Diplomat of Maratha Empire
- Monarch: Sambhaji

Personal details
- Born: 1660
- Died: 1660 (aged 0)
- Occupation: Diplomat

Military service
- Allegiance: Maratha Empire

= Khando Ballal =

Indian diplomat

Khandu , popularly known as ‘Khando Tipnis or Khandu’, was a person in Maharashtra during the late 17th century and the early 18th century.

==Early life==
Khando Ballal was born around 1660 in a CKP (Chandraseniya Kayastha Prabhu) family. His father, Ballal Avaji, popularly known as ‘Balaji Avaji’, was the Royal Secretary and Right Hand of King Shivaji from 1658 to 1680. Balaji Avaji's clan name was Chitre since they were migrants from Chittore in Rajasthan. However, after being appointed as the chief military and civil advisor of Ch.Shivaji Maharaj.

Under the regime of Ch.Sambhaji Maharaj (2nd king of Maratha empire), Balaji Avaji was executed for conspiring and trying to assassinate Sambhaji. Balaji was punished along with his eldest son for conspiring and trying to go against the kingdom and kill Ch.Sambhaji Maharaj twice, with the main conspirator Annaji Datto and other ministers.

==Contribution==
Khando Ballal worked for about 8 years until Sambhaji was captured and put to death by Aurangzeb in 1689. After Sambhaji’s death, his brother, Chhatrapati Rajaram, was secretly sent to fort Gingee for his safety and to run operations from there, Ganoji Shirke assisted the Chhatrapati in reaching Gingee safely. Khando Ballal was one of the few who accompanied Rajaram in this hazardous journey.

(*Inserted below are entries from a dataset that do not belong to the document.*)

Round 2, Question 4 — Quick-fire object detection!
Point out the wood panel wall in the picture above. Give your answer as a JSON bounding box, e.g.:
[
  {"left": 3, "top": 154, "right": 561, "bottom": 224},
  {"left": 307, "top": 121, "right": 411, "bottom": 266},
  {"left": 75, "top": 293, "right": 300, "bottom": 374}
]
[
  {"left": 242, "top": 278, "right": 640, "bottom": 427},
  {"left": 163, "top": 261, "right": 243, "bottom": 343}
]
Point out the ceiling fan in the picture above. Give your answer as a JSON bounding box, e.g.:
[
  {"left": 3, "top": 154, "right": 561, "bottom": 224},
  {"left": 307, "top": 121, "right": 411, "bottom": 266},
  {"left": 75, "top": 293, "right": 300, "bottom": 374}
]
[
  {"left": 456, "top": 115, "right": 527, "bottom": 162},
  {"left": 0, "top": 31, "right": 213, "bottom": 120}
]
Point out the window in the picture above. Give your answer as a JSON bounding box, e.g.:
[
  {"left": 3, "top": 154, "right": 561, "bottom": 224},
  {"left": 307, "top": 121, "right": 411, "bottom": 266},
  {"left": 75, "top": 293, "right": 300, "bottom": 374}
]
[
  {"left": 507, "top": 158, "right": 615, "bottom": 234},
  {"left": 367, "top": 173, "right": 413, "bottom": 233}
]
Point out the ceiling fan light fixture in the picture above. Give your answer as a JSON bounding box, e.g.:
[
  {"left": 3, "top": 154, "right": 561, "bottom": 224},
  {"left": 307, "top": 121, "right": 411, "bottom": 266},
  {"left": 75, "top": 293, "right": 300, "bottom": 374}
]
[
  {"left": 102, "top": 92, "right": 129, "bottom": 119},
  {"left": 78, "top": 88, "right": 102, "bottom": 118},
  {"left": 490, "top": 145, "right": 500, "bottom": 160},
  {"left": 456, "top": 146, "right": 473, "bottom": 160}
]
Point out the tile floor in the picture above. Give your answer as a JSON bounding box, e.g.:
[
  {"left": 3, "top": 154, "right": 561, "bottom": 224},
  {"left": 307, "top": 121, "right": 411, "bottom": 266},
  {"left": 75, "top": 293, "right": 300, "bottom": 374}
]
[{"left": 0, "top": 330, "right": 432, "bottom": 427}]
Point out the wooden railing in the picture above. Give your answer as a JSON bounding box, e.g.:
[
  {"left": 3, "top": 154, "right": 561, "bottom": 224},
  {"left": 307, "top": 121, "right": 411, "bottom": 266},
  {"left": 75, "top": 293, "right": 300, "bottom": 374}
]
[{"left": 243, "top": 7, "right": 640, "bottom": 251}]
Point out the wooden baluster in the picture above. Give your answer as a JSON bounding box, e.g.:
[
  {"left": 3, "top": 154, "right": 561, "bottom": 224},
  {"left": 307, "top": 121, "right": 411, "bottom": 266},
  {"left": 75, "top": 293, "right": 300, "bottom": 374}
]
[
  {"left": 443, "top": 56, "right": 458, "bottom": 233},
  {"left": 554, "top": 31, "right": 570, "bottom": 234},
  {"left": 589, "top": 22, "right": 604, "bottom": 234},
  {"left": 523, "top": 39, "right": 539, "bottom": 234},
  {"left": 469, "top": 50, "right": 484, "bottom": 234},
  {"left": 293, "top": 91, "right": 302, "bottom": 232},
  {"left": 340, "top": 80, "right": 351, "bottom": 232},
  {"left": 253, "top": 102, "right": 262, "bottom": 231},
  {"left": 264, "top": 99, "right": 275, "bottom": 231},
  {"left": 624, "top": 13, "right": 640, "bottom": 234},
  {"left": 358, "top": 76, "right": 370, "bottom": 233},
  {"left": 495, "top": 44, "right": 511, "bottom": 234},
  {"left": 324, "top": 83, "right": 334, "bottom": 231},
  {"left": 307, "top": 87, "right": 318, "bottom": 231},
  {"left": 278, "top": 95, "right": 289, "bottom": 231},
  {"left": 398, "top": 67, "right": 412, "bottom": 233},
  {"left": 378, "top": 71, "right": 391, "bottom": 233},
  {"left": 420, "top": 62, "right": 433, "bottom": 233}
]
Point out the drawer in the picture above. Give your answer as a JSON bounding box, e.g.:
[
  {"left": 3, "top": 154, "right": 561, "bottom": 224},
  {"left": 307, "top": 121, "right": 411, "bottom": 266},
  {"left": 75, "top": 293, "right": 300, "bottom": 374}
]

After reaching Gingee, with the help of Pralhad Niraji, Khando Ballal made tremendous efforts in finding the diplomats and warriors who had vanished on the way and getting them back. He also conspired with Ramchandra Pant Amatya to secretly move the Queens of Rajaram from Maharashtra to Gingee with the help of his maternal uncles Lingoji Shankar and Visaji Shankar Tungare.

For the performance shown during the tough times at Gingee, King Rajaram gave him the vatan of Dabhol in the konkan area of Maharashtra.

==Conspiracy for Rajaram’s Escape==
In early 1698, when the Mughal army had surrounded fort Gingee and was preparing for the final blow, Maharani Yesubai designed a plot for the escape of Rajaram. He, however, kept his word and helped Rajaram to escape from the blockade and to hand him over to the troops under Maratha General Dhanaji Jadhav by giving up his Dabhol Vatan to Ganoji Shirkhe.

==Later life and death==
Until the death of Rajaram in 1700, Khando Ballal worked with him not only as his personal assistant, but also as an adviser in confidence. After Rajaram's death, Khando Ballal continued his post as advised by Queen Tarabai until 1707. On the release of Shahu after the death of Aurangzeb in 1707, Khando Ballal was invited by Shahu to join hands. Having sincerely felt that Shahu was the rightful and eligible heir to the throne of Maratha Empire rather than Shivaji II, he accepted Shahu’s invitation. Until his death, he worked as a senior member of the Advisory Committee of Shahu and attained great respect and honour.
When Shahu became wild on the so-called betrayal by Parshuram Pant Pratinidhi, one of the great diplomats and warriors of the Maratha Empire, he ordered Parshuram to be arrested at once and blinded. When he came to know about this, Khando Ballal ran to Shahu’s court and requested him to cease with this nonsense. He then reprimanded Shahu for such unfair treatment with a great contributor of the Maratha Empire like Parshuram Pant. Shahu immediately released Parshuram Pant, apologized to him.

Soon after this episode, Khando died, probably in 1712.